Can you imagine a day without food or water? Hunger and thirst are debilitating. Residents of Kerala’s Kottayam district decided to address the problem of hunger. Free food is provided by hotels and food banks to ensure the hungry do not sleep on an empty stomach.
MIDDAY MEALS BY VOLUNTARY ORGANISATIONS
An article in Manorama, a Kerala-based publication, mentions how voluntary organisations feed nearly 8,000 people. Around twenty voluntary organisations serve mid-day meals to patients receiving treatment in government hospitals.
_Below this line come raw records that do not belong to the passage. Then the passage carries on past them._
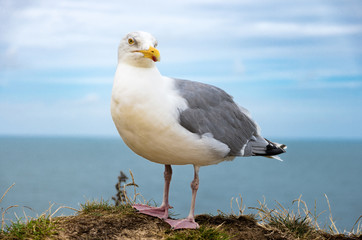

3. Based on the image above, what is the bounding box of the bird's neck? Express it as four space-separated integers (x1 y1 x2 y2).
114 63 165 91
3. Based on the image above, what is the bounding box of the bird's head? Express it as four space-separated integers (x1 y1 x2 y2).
118 31 160 67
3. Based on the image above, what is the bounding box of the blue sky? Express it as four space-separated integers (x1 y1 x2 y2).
0 0 362 138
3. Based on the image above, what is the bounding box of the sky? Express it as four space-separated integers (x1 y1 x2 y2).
0 0 362 139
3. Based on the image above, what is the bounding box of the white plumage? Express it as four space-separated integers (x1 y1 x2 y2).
111 32 285 228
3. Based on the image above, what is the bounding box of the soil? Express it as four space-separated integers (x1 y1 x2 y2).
52 209 362 240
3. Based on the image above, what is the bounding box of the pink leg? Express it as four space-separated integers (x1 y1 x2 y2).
132 165 172 219
166 166 200 229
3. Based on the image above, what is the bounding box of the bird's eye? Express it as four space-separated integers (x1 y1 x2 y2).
128 38 135 45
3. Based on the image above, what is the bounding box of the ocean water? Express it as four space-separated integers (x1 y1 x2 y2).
0 137 362 230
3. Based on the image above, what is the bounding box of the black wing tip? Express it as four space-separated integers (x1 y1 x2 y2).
254 138 287 156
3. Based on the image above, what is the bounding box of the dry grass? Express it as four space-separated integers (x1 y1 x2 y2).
0 171 362 240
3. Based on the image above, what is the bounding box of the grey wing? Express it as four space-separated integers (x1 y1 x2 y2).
175 79 258 156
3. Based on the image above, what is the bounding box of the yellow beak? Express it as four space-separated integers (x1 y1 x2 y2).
135 46 160 62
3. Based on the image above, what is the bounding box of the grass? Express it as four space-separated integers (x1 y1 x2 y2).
0 216 57 240
0 173 362 240
79 199 135 216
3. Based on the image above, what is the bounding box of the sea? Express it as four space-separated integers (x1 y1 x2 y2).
0 136 362 232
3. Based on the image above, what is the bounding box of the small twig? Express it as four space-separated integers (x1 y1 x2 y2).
0 183 15 203
350 215 362 232
1 205 19 231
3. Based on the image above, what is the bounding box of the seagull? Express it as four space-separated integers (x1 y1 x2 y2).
111 31 286 229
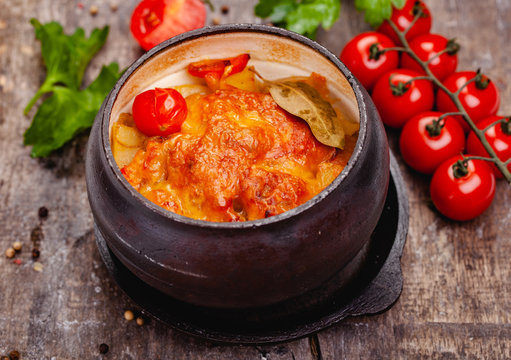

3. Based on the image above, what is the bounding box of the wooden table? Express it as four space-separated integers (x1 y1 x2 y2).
0 0 511 360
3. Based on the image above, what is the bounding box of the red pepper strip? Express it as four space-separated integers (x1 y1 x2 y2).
188 54 250 79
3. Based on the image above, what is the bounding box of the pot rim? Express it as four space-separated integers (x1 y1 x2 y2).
100 24 368 230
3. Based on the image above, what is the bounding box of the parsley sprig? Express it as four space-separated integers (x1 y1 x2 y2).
24 19 120 157
254 0 406 39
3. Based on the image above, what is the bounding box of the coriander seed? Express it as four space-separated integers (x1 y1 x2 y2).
99 343 110 354
89 5 99 16
5 248 16 259
124 310 135 321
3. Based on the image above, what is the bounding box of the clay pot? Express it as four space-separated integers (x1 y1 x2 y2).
86 24 389 308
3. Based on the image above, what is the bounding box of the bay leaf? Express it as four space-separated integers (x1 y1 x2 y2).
248 66 345 150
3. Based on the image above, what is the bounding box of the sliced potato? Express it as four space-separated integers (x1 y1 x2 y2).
115 124 146 147
112 143 140 169
225 69 259 91
174 84 211 98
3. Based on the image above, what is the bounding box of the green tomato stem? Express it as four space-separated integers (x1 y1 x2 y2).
389 19 511 184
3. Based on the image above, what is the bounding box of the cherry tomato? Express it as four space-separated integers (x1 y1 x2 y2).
130 0 206 50
132 88 188 136
401 34 459 81
340 31 399 90
399 111 465 174
436 71 500 133
378 0 431 45
188 54 250 78
430 155 496 221
372 69 434 128
467 115 511 179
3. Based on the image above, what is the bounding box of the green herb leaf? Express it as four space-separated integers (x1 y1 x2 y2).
254 0 341 39
355 0 392 27
24 19 120 157
24 63 120 157
24 19 108 115
355 0 406 27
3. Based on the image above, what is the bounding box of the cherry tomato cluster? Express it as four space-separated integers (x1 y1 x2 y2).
340 0 511 220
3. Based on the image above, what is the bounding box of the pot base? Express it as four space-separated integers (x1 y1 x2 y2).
96 154 408 344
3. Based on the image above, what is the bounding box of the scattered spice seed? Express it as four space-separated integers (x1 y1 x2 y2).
5 248 16 259
99 343 110 354
33 261 44 272
89 5 99 16
124 310 135 321
38 206 48 220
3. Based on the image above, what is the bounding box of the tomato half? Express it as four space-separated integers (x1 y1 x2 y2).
378 0 431 45
401 34 459 81
340 31 399 90
430 155 496 221
467 115 511 179
399 111 465 174
130 0 206 50
372 69 434 128
436 71 500 132
132 88 188 136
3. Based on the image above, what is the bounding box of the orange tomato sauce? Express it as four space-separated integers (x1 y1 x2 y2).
117 77 357 222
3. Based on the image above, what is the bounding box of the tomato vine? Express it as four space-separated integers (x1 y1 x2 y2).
381 9 511 184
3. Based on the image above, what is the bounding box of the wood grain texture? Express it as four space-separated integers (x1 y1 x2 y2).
0 0 511 360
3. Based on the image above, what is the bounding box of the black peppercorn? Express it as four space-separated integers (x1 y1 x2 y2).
9 350 20 360
99 343 109 354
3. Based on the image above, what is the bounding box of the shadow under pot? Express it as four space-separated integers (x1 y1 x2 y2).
86 24 389 308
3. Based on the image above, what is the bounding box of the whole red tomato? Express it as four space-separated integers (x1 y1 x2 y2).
467 115 511 179
372 69 434 128
378 0 431 45
436 71 500 132
430 155 496 221
130 0 206 50
399 111 465 174
132 88 188 136
340 31 399 90
401 34 459 81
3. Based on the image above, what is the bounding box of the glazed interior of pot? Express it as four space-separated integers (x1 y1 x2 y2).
110 31 359 131
108 25 364 222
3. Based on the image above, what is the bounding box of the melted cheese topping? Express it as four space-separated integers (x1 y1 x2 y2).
114 88 356 221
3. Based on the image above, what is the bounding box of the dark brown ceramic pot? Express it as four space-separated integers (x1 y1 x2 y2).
86 25 389 308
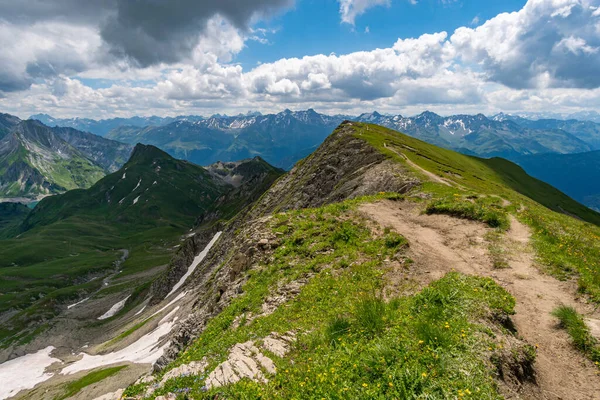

A local non-profit, Navjeevan Trust is responsible for serving nearly 5,000 patients in Medical College Hospital, Children’s Hospital, Kottayam General Hospital, Government Ayurveda Hospital and Government Homeopathy Hospital. The local Red cross also provides midday meals.
KEEPING HUNGER AT BAY
The district also uses other ways to avert hunger. Apart from providing free food, the Kurishupalli Kavala area has a food box where locals can deposit food for the homeless and hungry. Another group of benevolent residents set up a Facebook group offering food to fifteen beggars in Changanacherry town, thrice a week. Ration shops regularly provide staple food such as grains to local Adivasi communities, as stipulated by the government. Voluntary groups and government start-ups provide food on a daily basis to 241 pavement dwellers.
THE BUSINESS OF FOOD
At its Changanassery town branch in Kottayam district, Anjappam Bhakshanashala, a popular eatery, keeps a box outside its premise for customers to pay whatever they can afford. The main idea is to ensure nobody in the district remains hungry. A local non-profit, Social Active Friends (SAF), conducted an initiative with the Kerala Hotel and Restaurant Association Unit on November 1, the birth anniversary of Kerala, serving free lunch in 22 hotels. This was the first time Kottayam town witnessed such an initiative.
Though there is no official recognition, local media has begun declaring the district hunger-free. Regardless, residents and other volunteers, are trying their best to ensure Kerala’s most populous district is free from the curse of hunger.